I’ve covered TheLadders many times here. But no matter what aspect of this racket I look into, the next experience always reveals a bigger scam. It seems TheLadders latest racket is with Google…

Today a public radio station contacted me about appearing on a show they’re doing. I always ask media folks how they found me. (That’s also a good thing to ask when you get recruited — it helps you develop your network if you know which nodes are working well.) The producer at the station found me when she Googled “headhunter npr” (for National Public Radio).

So I checked the search term. What did I find at the top of the paid Google results for “headhunter npr”? www.TheLadders.com/Headhunter. Curious, I clicked.  I was taken to a Ladders page titled:

“Looking for headhunter npr? Join Now and Start Your Next $100K+ Career.”

Say WHAT? What does TheLadders have to do with headhunters or NPR? So I tried something. I Googled “headhunter abc.” Guess what comes up in the paid results?

“Looking for headhunter abc? Join Now and Start Your Next $100K+ Career.”

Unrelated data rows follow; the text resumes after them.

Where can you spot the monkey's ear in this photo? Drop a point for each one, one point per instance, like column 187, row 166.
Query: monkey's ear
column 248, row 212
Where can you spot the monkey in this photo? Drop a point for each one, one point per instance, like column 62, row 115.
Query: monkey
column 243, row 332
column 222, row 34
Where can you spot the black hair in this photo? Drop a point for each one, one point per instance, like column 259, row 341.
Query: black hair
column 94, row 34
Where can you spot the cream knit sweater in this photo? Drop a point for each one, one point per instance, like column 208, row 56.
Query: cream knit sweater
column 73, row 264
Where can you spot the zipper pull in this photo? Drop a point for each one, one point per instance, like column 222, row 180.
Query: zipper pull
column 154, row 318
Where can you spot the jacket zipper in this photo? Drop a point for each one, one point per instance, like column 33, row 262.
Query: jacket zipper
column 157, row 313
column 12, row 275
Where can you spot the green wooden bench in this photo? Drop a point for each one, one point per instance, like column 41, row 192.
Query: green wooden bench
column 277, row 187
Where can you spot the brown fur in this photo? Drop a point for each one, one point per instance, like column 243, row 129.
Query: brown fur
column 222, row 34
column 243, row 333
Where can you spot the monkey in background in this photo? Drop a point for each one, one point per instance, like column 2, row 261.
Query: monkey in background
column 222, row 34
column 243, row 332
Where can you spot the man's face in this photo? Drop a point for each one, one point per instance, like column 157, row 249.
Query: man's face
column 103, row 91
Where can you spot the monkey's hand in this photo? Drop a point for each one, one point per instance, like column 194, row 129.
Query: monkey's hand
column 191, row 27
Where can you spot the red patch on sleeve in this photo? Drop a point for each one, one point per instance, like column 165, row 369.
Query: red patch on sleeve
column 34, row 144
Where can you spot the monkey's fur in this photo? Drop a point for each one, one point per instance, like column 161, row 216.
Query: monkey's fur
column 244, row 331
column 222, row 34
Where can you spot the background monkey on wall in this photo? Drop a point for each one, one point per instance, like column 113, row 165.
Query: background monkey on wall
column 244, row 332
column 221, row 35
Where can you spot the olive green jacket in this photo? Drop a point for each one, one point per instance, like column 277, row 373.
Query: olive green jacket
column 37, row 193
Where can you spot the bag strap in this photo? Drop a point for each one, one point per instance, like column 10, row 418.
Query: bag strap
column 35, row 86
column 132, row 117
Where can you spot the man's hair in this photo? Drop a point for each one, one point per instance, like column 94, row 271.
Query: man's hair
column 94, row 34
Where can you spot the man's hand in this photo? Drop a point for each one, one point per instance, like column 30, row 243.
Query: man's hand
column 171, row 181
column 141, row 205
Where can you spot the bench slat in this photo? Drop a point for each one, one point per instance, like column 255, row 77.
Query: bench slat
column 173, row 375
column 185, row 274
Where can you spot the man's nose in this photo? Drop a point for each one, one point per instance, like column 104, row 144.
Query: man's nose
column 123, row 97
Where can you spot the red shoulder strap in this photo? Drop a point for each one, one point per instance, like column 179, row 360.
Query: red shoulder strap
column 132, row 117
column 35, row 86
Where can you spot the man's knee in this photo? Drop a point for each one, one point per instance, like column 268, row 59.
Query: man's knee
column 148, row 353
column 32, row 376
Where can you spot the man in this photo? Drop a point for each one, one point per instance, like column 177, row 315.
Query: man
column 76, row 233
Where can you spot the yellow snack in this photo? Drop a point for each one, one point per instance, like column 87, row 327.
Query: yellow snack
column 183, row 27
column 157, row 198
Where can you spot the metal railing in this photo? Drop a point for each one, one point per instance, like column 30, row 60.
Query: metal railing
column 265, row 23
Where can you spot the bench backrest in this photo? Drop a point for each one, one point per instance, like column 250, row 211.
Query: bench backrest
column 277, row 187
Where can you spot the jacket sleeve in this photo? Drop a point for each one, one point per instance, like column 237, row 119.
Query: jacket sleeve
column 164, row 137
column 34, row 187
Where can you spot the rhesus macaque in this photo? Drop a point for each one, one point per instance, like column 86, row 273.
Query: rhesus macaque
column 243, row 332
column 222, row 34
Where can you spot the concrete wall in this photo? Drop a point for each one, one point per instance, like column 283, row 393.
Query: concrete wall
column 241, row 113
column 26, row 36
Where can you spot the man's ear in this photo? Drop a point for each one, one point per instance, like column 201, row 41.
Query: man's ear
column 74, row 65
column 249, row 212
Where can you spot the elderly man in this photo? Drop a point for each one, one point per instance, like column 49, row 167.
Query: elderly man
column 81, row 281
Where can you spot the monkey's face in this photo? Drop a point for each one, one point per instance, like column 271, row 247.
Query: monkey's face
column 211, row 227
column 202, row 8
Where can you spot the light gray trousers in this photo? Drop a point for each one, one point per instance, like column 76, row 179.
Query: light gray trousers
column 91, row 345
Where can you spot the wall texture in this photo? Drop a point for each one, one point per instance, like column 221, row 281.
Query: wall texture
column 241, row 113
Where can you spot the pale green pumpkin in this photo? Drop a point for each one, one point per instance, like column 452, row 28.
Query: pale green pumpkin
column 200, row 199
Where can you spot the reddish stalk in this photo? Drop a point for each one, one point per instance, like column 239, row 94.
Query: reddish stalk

Well… then I couldn’t resist.

“Looking for headhunter dogmeat? Join Now and Start Your Next $100K+ Career.”

“Looking for headhunter scam? Join Now and Start Your Next $100K+ Career.”

“Looking for headhunter to steal your money? Join Now and Start Your Next $100K+ Career.”

Try it. Google “headhunter [anything, except bad words]”.

TheLadders is not a headhunting company. It’s a job board that lies in its advertising, lies to its customers, smiles at you and asks for your business. Google oughta tighten up on the misleading ads it lets advertisers run. I guess Ladders doesn’t mind paying for such clicks…

“Looking for headhunter kaka? Join Now and Start Your Next $100K+ Career.”

It’s in there.

****UPDATE Oct 12, 2009: Either TheLadders or Google itself has killed the generic “headhunter [anything]” search result. Wonder why?